IN A case with eerie overtones of the Cultural Revolution, a Chinese professor has become the target of a police investigation after two students informed the authorities that his teachings were “counter-revolutionary”.
Yang Shiqun, a professor of ancient Chinese language at East China University of Politics and Law in Shanghai, wrote on his blog how he was questioned by university authorities, who informed him that two female students had reported him as a “reactionary” for comments he made in the class about contemporary Chinese culture and politics.
The two students had tears in their eyes as they demanded how the professor could possibly criticise the government in such a way, he wrote, to which he replied that he had a right to express his opinion.
“If you don’t feel like listening to me in class, then you don’t have to choose to attend my class,” Prof Yang said.
During the period of political hysteria and extremism known as the Cultural Revolution (1966-1976), when Mao Zedong unleashed his Red Guards against intellectuals, rightists and reactionaries, there were regular struggle sessions by students against university lecturers who were often paraded in front of their class in humiliating garb and publicly chastised or bullied.
Thousands of educated people were exiled to the countryside and Chinese academia is only now beginning to recover from the horrors of the era.
Chinese students and staff enjoy high levels of academic freedom these days and the case has prompted an outcry online and also in the media against the students’ behaviour.
Moreover, the crime of “counter-revolution” was abolished in 1997, so Prof Yang is unlikely to be charged on this basis, although there is always the fear that the charge of “incitement to subvert state power”, which has been used to jail leading dissidents such as Hu Jia, could come into play.

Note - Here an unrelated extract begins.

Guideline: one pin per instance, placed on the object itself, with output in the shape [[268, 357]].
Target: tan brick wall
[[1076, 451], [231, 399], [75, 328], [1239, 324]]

Most people have taken the professor’s side, saying he should be allowed to say what he wants, especially in a university which needs ideas to live and breathe.
“This is bizarre. While revolutionary, counter-revolutionary and reactionary were among my first English words added to my vocabulary in the 1970s, they have rarely been used since 1978, when the country opted to forget slogans like: “Never forget class struggle!” ran one commentary in the China Daily.
“By accusing their professor of being a reactionary, the two female students have done nothing but opened old wounds on such crimes that once tore apart our nation,” the commentator added.